Evolution of host resistance in a toxin-producing bacterial-fungal alliance

Evolution of host resistance in a toxin-producing bacterial-fungal alliance

ISME J. 2008 Feb 28

Schmitt I, Partida-Martinez LP, Winkler R, Voigt K, Einax E, Dölz F, Telle S, Wöstemeyer J, Hertweck C.

[1] 1Department of Biomolecular Chemistry, Leibniz Institute for Natural Product Research and Infection Biology, Hans Knöll Institute, Jena, Germany [2] 2Department of Plant Biology, University of Minnesota, Saint Paul, MN, USA.
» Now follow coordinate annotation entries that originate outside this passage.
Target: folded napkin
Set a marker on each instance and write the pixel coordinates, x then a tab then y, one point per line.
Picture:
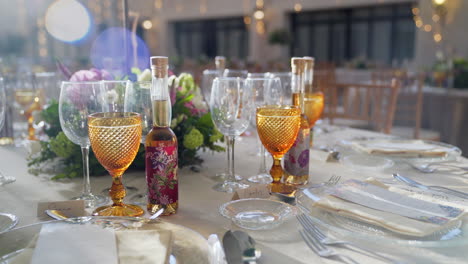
395	212
400	148
144	246
67	243
425	195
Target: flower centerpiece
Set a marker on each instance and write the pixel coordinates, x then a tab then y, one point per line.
191	123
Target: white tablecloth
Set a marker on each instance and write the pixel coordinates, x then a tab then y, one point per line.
198	202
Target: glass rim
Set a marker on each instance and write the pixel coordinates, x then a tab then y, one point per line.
262	78
83	82
102	115
219	78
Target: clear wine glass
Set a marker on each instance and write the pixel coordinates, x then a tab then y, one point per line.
230	107
7	221
78	100
207	83
139	101
285	78
265	91
235	73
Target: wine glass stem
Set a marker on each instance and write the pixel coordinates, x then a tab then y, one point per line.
31	132
262	159
276	171
86	182
117	191
230	149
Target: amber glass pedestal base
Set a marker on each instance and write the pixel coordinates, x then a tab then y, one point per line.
119	210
The rice seedling blight fungus Rhizopus microsporus harbors endosymbiotic Burkholderia sp. for the production of the virulence factor, the antimitotic agent rhizoxin. Since the toxin highly efficiently blocks mitosis in most eukaryotes, it remained elusive how self-resistance emerged in the fungal host. In this study, rhizoxin sensitivity was systematically correlated with the nature of beta-tubulin sequences in the kingdom Fungi. A total of 49 new beta-tubulin sequences were generated for representative species of Ascomycota, Basidiomycota and Zygomycota. Rhizoxin sensitivity assays revealed two further amino acids at position 100 (Ser-100 and Ala-100), in addition to the known Ile-100 and Val-100, which convey rhizoxin resistance. All sensitive strains feature Asn-100. This hot spot was verified by modeling studies, which support the finding that rhizoxin preferentially interacts with the tubulin molecule in a cavity near position 100. Ancestral character state reconstructions conducted in a Bayesian framework suggest that rhizoxin sensitivity represents the ancestral character state in fungi, and that evolution of rhizoxin resistance took place in the ancestor of extant resistant Zygomycota. These findings support a model according to which endosymbiosis became possible through a parasitism-mutualism shift in insensitive fungi.

The ISME Journal advance online publication, 28 February 2008; doi:10.1038/ismej.2008.19.